[LETTERHEAD OF ORRICK, HERRINGTON & SUTCLIFFE LLP]


                                                                     EXHIBIT 5.2


March 23, 2004

Pacific Gas and Electric Company
77 Beale Street
San Francisco, CA  94177

Re:      Pacific Gas and Electric Company
         Registration Statement (File No. 333-109994)

Ladies and Gentlemen:

With respect to the remaining $2,700,000,000 aggregate principal amount of
Senior Secured Bonds (the "Bonds") covered by the Registration Statement on Form
S-3, File No. 333-109994, filed by Pacific Gas and Electric Company (the
"Company") with the Securities and Exchange Commission (the "Commission") on
October 27, 2003, as amended by Amendment No. 1 thereto filed with the
Commission on March 2, 2004 (as amended, the "Registration Statement"), we have
examined the Registration Statement, the prospectus contained in the
Registration Statement (the "Prospectus"), and the Indenture of Mortgage (the
"Indenture") between the Company and BNY Western Trust Company, as trustee (the
"Trustee"), dated as of March 11, 2004, pursuant to which the Bonds may be
issued. The Indenture and this opinion letter are being filed with the
Commission with the Company's Current Report on Form 8-K dated March 23, 2004
(the "Current Report").

We also have examined the originals, or copies identified to our satisfaction,
of such corporate records of the Company, certificates of public officials,
officers of the Company and other persons, and such other documents, agreements
and instruments as we have deemed relevant and necessary for the basis of the
opinions hereinafter expressed. In such examination, we have assumed the
following: (a) the authenticity of original documents and the genuineness of all
signatures; (b) the conformity to the originals of all documents submitted to us
as copies; and (c) the truth, accuracy and completeness of the information,
representations and warranties contained in the records, documents, instruments
and certificates we have reviewed.

Based on and subject to the foregoing, we are of the opinion that the Bonds will
be legal and binding obligations of the Company at such time as: (a) the forms
and the terms of the Bonds have been approved by appropriate action of the
Company, and the Bonds have been duly executed, authenticated and delivered in
accordance with the Indenture and any supplement thereto; (b) any additional
regulatory approval that may be required from the California Public Utilities
Commission has been obtained by the Company; and (c) the Bonds have been issued
and sold as contemplated by the Registration Statement, the Prospectus and any
prospectus supplement relating thereto.



Pacific Gas and Electric Company
March 23, 2004
Page 2

The opinion set forth above is subject to (a) bankruptcy, insolvency,
reorganization, arrangement, moratorium or other similar laws relating to or
affecting creditors' rights generally (including, without limitation, all laws
relating to fraudulent transfers or conveyances, preferences and equitable
subordination); (b) general principles of equity, including, without limitation,
concepts of materiality, reasonableness, good faith and fair dealing and the
possible unavailability of specific performance or injunctive relief (regardless
of whether enforcement is considered in a proceeding in equity or at law); and
(c) the matters relating to remedies available to the Trustee as mortgagee under
California law and the possible need for regulatory approvals for any sale or
other disposition upon foreclosure under the Indenture discussed under the
caption "Description of the Senior Secured Bonds -- Certain Aspects of a
Mortgage" in the Prospectus.

The opinion expressed herein is limited to the laws of the State of California
and the federal laws of the United States of America.

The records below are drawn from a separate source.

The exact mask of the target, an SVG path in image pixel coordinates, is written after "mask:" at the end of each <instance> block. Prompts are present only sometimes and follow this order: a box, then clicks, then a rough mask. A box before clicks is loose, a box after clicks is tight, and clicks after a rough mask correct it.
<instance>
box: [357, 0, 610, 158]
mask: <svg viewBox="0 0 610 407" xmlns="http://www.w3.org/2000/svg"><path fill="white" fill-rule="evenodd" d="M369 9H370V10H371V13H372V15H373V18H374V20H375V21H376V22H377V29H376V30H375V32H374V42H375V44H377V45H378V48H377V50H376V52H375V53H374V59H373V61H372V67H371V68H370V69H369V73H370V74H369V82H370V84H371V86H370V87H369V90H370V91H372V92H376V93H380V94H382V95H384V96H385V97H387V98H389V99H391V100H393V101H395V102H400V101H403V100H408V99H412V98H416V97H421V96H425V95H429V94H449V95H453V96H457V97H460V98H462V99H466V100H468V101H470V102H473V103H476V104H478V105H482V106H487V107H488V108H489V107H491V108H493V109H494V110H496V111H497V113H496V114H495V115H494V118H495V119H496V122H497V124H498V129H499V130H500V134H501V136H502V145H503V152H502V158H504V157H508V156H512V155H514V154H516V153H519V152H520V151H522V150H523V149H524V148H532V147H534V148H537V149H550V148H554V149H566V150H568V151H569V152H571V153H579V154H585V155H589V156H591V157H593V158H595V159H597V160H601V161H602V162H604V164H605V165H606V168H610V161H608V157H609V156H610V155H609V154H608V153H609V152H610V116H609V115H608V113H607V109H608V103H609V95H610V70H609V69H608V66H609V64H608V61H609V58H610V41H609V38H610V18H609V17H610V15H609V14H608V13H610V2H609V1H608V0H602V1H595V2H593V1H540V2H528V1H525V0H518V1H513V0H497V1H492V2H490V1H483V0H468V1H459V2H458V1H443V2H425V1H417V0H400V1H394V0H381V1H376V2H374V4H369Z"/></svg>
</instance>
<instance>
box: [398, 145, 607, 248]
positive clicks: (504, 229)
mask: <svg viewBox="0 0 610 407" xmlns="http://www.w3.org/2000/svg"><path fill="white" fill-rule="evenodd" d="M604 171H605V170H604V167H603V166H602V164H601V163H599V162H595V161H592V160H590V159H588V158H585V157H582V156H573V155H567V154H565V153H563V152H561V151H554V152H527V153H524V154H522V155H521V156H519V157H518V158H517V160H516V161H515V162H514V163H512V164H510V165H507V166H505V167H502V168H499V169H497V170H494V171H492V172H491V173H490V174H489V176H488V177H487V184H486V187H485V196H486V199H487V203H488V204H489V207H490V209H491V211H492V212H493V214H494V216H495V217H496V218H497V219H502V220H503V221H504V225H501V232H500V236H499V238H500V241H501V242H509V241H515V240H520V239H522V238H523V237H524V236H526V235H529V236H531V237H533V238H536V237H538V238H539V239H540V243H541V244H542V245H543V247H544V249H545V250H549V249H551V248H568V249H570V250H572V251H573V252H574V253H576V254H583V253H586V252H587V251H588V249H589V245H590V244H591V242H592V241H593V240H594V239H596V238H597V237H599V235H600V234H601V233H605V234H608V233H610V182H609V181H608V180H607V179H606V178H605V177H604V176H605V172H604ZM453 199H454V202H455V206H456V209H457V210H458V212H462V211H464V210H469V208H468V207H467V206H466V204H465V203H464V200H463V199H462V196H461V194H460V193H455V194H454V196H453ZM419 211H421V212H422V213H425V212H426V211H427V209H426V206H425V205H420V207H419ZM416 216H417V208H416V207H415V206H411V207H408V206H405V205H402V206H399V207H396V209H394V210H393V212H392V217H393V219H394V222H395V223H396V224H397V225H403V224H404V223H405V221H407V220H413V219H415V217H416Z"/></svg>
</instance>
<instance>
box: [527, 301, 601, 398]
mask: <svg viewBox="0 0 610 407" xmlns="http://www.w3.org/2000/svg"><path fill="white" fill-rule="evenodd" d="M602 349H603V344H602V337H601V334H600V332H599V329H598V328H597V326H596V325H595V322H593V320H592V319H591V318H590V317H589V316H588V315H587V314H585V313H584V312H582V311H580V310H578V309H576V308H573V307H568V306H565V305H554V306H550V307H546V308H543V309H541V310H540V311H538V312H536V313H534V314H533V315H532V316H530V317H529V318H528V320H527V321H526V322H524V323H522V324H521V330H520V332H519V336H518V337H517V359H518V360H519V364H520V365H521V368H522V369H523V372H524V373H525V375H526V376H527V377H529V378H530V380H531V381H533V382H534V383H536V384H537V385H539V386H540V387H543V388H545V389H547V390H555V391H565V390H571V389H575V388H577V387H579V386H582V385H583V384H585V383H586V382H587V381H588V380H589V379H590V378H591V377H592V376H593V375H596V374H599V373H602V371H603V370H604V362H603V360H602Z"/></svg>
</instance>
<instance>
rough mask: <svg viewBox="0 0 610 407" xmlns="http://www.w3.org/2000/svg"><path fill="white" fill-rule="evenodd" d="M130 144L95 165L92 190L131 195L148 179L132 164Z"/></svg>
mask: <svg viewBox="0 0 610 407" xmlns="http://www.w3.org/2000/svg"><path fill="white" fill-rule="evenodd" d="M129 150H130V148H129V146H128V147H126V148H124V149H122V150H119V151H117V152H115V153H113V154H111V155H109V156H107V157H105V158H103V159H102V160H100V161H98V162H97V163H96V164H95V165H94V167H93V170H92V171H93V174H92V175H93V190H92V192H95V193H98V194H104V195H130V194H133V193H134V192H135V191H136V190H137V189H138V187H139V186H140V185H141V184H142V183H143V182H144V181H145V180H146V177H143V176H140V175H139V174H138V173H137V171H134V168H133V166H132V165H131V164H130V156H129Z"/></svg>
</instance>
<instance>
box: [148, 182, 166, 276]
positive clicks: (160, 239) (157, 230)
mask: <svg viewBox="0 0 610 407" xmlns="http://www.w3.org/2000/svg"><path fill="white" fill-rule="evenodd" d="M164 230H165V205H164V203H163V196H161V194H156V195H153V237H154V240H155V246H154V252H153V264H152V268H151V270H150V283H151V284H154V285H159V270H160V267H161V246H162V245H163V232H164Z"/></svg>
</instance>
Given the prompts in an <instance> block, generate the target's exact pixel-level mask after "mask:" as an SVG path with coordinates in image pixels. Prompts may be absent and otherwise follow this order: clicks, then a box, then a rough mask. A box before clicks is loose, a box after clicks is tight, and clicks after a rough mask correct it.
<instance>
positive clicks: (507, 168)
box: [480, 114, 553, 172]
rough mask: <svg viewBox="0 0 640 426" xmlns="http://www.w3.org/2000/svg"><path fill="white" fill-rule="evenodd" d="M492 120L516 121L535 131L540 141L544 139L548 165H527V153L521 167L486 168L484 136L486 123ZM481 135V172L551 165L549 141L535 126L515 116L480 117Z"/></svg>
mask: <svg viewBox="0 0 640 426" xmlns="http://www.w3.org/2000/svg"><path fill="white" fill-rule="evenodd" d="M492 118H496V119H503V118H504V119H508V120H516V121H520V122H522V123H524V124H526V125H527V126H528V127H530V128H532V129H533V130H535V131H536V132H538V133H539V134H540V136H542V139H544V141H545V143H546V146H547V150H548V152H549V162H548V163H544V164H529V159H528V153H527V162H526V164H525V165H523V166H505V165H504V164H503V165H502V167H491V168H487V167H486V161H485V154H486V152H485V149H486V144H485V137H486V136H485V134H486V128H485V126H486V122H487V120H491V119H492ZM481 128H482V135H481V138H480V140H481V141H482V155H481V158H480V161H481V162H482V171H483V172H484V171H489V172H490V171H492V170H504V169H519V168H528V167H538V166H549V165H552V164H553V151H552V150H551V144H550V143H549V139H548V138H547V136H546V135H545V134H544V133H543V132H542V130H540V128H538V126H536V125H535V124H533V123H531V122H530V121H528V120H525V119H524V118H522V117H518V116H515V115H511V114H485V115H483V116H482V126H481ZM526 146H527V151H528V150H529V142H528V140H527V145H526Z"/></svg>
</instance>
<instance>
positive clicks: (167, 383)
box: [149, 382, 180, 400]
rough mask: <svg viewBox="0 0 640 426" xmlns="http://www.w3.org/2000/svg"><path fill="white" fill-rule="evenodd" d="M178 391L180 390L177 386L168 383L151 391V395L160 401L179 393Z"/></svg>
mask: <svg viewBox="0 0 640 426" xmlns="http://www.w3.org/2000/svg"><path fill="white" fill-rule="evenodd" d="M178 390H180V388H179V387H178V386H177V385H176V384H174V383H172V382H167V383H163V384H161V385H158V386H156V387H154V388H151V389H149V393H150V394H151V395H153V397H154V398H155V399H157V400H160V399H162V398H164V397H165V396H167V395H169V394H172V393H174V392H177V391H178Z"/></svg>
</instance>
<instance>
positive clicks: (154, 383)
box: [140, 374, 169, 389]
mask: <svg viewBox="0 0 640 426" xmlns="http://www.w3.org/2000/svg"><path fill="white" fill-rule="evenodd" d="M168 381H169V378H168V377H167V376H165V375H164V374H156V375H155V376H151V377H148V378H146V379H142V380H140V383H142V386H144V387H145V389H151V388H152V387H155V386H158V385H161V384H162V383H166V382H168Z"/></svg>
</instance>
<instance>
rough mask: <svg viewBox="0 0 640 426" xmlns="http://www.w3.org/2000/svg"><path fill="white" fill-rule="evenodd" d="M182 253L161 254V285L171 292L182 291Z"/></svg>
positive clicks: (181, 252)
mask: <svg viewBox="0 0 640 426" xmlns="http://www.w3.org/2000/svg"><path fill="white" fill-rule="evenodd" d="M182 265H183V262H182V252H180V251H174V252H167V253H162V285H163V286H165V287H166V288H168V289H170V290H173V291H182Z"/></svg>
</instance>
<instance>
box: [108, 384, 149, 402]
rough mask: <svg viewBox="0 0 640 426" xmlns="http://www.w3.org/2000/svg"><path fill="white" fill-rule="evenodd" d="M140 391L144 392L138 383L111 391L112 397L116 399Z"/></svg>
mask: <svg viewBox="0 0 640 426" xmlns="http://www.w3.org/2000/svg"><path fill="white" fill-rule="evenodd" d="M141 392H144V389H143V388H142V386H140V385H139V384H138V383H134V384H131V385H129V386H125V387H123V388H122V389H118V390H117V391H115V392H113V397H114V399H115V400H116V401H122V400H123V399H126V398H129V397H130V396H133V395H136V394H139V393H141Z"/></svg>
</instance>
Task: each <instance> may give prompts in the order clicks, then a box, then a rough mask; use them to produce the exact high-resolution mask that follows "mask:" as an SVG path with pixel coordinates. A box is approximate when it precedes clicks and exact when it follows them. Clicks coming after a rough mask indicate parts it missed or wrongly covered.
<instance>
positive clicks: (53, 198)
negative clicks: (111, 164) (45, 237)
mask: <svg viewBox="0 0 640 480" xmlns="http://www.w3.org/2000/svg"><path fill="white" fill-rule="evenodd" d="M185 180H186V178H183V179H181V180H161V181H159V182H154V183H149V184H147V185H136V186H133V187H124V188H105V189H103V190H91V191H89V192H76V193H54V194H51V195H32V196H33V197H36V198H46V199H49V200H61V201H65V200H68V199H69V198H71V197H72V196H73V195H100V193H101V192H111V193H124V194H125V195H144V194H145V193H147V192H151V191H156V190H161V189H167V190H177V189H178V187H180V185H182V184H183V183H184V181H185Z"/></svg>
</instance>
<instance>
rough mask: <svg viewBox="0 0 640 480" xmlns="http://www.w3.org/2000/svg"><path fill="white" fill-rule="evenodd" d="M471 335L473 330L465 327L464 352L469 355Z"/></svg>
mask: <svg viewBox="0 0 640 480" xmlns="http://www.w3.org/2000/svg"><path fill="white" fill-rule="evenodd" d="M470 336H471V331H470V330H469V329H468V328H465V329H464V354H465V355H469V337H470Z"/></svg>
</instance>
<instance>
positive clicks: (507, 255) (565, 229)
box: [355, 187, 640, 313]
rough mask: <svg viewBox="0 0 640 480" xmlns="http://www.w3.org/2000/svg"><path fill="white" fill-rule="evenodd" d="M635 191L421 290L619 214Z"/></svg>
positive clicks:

We hereby consent to the reference to our firm under the heading "Legal Matters"
in the Prospectus and to the filing of this opinion letter as Exhibit 5.2 to the
Registration Statement which incorporates the Current Report by reference. By
giving this consent, we do not admit that we are within the category of persons
whose consent is required under Section 7 of the Securities Act of 1933 and the
rules and regulations promulgated thereunder.